Mark Benecke: Ganz grundsätzlich arbeiten wir nach dem Ausschlussprinzip, so wie bei Sherlock Holmes. Man muss also durch Beweise, nicht durch Denken – Denken ist bei uns verboten – all das ausschließen, was nicht sein kann. Dann muss das, was übrig bleibt, stimmen, egal, wie unwahrscheinlich es ist. Im Krimi wird natürlich nicht erzählt, was alles ausgeschlossen wird – das würde zu lange dauern. Wir hingegen machen das.

Bei einem Suizid läuft es dann zum Beispiel so: Angenommen, jemand stürzt vom Hochhausdach und die Kollegen finden einen treppenförmigen Bruch am Schädel. Gleichzeitig hat das Opfer in der Wohnung aber so eine eckige Yuppie-Bratpfanne.
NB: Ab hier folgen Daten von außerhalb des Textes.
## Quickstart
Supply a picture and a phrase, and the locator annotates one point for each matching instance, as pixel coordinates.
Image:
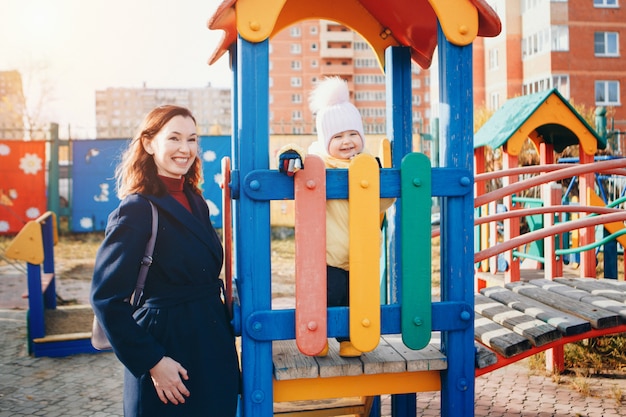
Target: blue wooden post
(399, 131)
(457, 241)
(253, 224)
(47, 234)
(36, 325)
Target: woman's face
(175, 147)
(345, 145)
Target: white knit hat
(330, 102)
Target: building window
(604, 3)
(493, 58)
(607, 93)
(605, 44)
(559, 38)
(296, 82)
(494, 101)
(561, 83)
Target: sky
(68, 49)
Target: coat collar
(197, 222)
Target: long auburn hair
(137, 171)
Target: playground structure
(398, 32)
(412, 344)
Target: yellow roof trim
(256, 20)
(459, 21)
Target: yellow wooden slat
(350, 386)
(364, 212)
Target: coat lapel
(198, 222)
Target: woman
(178, 346)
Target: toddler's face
(345, 145)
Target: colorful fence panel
(22, 183)
(93, 182)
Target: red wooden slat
(310, 236)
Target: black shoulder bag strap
(147, 258)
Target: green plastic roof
(516, 111)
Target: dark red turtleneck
(175, 188)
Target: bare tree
(38, 93)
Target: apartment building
(119, 111)
(303, 53)
(12, 106)
(573, 46)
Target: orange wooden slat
(310, 237)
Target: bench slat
(568, 324)
(289, 363)
(598, 317)
(499, 338)
(597, 301)
(538, 332)
(596, 287)
(391, 356)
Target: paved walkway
(91, 385)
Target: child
(340, 138)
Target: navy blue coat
(182, 317)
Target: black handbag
(98, 339)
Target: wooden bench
(391, 368)
(524, 316)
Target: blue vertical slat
(36, 326)
(456, 134)
(47, 235)
(253, 226)
(399, 114)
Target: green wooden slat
(415, 199)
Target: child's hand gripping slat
(310, 236)
(364, 203)
(415, 180)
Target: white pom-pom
(329, 92)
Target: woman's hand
(166, 376)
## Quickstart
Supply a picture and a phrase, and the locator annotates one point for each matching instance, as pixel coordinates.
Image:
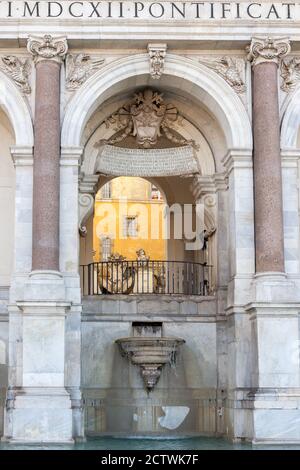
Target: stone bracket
(86, 209)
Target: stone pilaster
(265, 55)
(48, 54)
(38, 405)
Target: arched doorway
(217, 123)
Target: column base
(264, 416)
(38, 415)
(276, 417)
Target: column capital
(267, 50)
(47, 48)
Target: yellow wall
(135, 196)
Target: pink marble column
(264, 55)
(48, 54)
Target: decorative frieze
(47, 48)
(146, 162)
(79, 68)
(18, 70)
(290, 74)
(267, 50)
(157, 54)
(229, 68)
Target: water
(109, 443)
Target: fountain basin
(150, 354)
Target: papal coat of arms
(146, 117)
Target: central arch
(202, 83)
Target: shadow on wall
(172, 408)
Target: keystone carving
(267, 50)
(18, 70)
(157, 54)
(47, 48)
(79, 68)
(229, 68)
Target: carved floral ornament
(147, 117)
(47, 47)
(267, 50)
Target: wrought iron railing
(145, 277)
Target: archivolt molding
(290, 120)
(17, 110)
(290, 74)
(204, 85)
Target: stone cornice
(237, 159)
(71, 156)
(22, 156)
(47, 48)
(267, 50)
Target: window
(155, 193)
(130, 226)
(106, 246)
(106, 191)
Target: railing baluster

Wenn die nicht zur Wunde passt, wäre das einer von vielen Ausschlüssen. Trotzdem hat man natürlich ein Unbehagen, weil die Frage bleibt, wie man denn alles ausschließen will. Wenn im "Tatort"-Fall zum Beispiel jemand dem Opfer zuvor ein Messer an den Hals gehalten und gesagt hat: "Wenn du rausspringst, überlebst du vielleicht, wenn ich dich ersteche, sicher nicht": Davon gäbe es keine Spuren.

Warum heißt der Selbstmord eigentlich Selbstmord, wo er doch gar keine Merkmale eines Mordes hat, wie zum Beispiel die niederen Beweggründe?

Doch, hat er. Aber aus einer religiösen Sicht. Nämlich dass man Hand an etwas anlegt, was einem nicht gehört. In vielen Religionen ist es so, dass dein Leben nicht dir gehört.